Beim Kauf dieses Albums sollte man sich vor Augen halten, was man nun erwirbt - nämlich eine Platte mit Liedern eines Renaissance- Lautenisten und nur in zweiter Linie ein Sting-Album. Sting hat sich bei der Bearbeitung und dem Arrangieren der Lieder recht streng an die Dowland-Vorgaben gehalten.
Er besuchte zur Vorbereitung auf die Aufnahmen die Schola Cantorum in Basel und verschaffte sich so einen neuen Zugang zum Singen. Zumindest hat er es versucht.
Ich bin beileibe kein Klassik-Experte, genauer gesagt ist dies mein zweites Klassik-Album (und das erste, das ich mehr als einmal gehört habe). Ich nehme an, dass ich damit genau in die Zielgruppe falle…
Was ich aber sagen kann: Sting singt gut. Für diejenigen, die ihn nur von alten Police-Scheiben kennen ("Roooooxanne… " *krächz*): Vergesst alles, was ihr über Sting wisst! Der Mann hat irgendwann in den 90ern tatsächlich auch eine Gesangsausbildung gemacht, was man inzwischen auch wirklich hört. Besonders auf dieser Scheibe.
Natürlich ist er von den Fähigkeiten eines Countertenors oder sonst irgendeines klassisch ausgebildeten Wesens, das normalerweise die Dowland-Songs singt, meilenweit entfernt. Trotzdem: Dowland selbst war kein ausgebildeter Sänger und seine Lieder bekanntermaßen keine Ausgeburten musikalischer Genialität. Wie mag es wohl geklungen haben, damals, als Dowland selbst seine Lieder gesungen hat, sich selbst auf der Laute begleitend? Wohl eher so wie Sting heute (der glücklicherweise meistens davon absieht, sich selbst auf der Laute zu begleiten) als wie die wohlgesetzten, wohlbetonten, wohlarrangierten Wohlklänge aus dem Munde eines durch eine jahrelange Ausbildung gegangenen Tenors.

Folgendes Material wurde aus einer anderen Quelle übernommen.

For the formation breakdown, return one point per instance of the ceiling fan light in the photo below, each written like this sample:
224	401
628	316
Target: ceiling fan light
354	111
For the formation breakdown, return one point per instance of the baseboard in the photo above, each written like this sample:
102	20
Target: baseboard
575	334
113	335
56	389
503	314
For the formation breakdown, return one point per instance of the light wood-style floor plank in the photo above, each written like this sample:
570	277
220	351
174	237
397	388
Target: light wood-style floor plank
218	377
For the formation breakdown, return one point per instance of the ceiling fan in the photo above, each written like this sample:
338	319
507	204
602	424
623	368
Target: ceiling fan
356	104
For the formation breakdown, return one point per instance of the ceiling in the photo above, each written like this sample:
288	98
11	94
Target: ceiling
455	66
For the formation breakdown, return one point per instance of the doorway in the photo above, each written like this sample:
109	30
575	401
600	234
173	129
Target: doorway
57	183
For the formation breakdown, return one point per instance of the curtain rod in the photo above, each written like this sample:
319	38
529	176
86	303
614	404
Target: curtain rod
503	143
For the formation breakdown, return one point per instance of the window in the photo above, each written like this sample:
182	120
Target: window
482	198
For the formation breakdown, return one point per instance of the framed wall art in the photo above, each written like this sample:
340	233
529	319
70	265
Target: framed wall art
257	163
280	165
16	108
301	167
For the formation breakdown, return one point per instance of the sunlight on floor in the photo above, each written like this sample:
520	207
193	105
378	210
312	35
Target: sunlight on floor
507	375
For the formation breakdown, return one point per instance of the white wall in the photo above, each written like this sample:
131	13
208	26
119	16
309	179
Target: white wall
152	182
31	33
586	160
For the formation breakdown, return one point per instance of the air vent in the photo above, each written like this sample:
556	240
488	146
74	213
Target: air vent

Natürlich dominiert auf dieser Platte besonders eines: Stings Stimme. Wenn man die auf den Tod nicht ausstehen kann, dann sollte man von diesem Album flugs die Finger lassen. Aber: In meiner näheren Umgebung gibt es mehrere Personen, die mit dem Solo-Sting nichts anfangen können, dieses Album aber wirklich toll finden. Klassik-Fans, natürlich.
Sting hat eine eigene Art zu singen, die er aber für diese Platte weitestgehend abgelegt hat. Er versucht sich ehrlich an einer etwas klassischeren Art des Singens, zieht Töne teilweise erbarmungslos lang. Leider ist und bleibt Vibrato für Sting ein Fremdwort - ein einziges, kleines habe ich gefunden. Im letzten Song.
So gibt es doch einige Stellen, an denen ich mir eine dezentere Umsetzung des Gesangs gewünscht hätte.
Ganz besonders in den Stücken, die Dowland für vier Stimmen (und eine Laute) geschrieben hat, zum Beispiel "Can she excuse my wrongs". Auf der CD werden alle vier Stimmen von Sting selbst gesungen, was anfangs äußerst befremdlich klingt. Beim zweiten Stück hat man sich allerdings daran gewöhnt, und beim zweiten Hören der CD habe ich es dann sogar akzeptiert. Trotzdem: Der achtköpfige Chor, mit dem Sting auf der Tour zu diesem Album gearbeitet hat (Konzertbericht siehe unten), hätte diese Parts auf dem Album meiner Meinung nach übernehmen müssen. Zumal der wirklich gut ist. Der Chor.
Dennoch ist "Can she excuse my wrongs" mein Lieblingslied auf dieser CD und ich habe mich selbst schon beim Nachsingen ertappt...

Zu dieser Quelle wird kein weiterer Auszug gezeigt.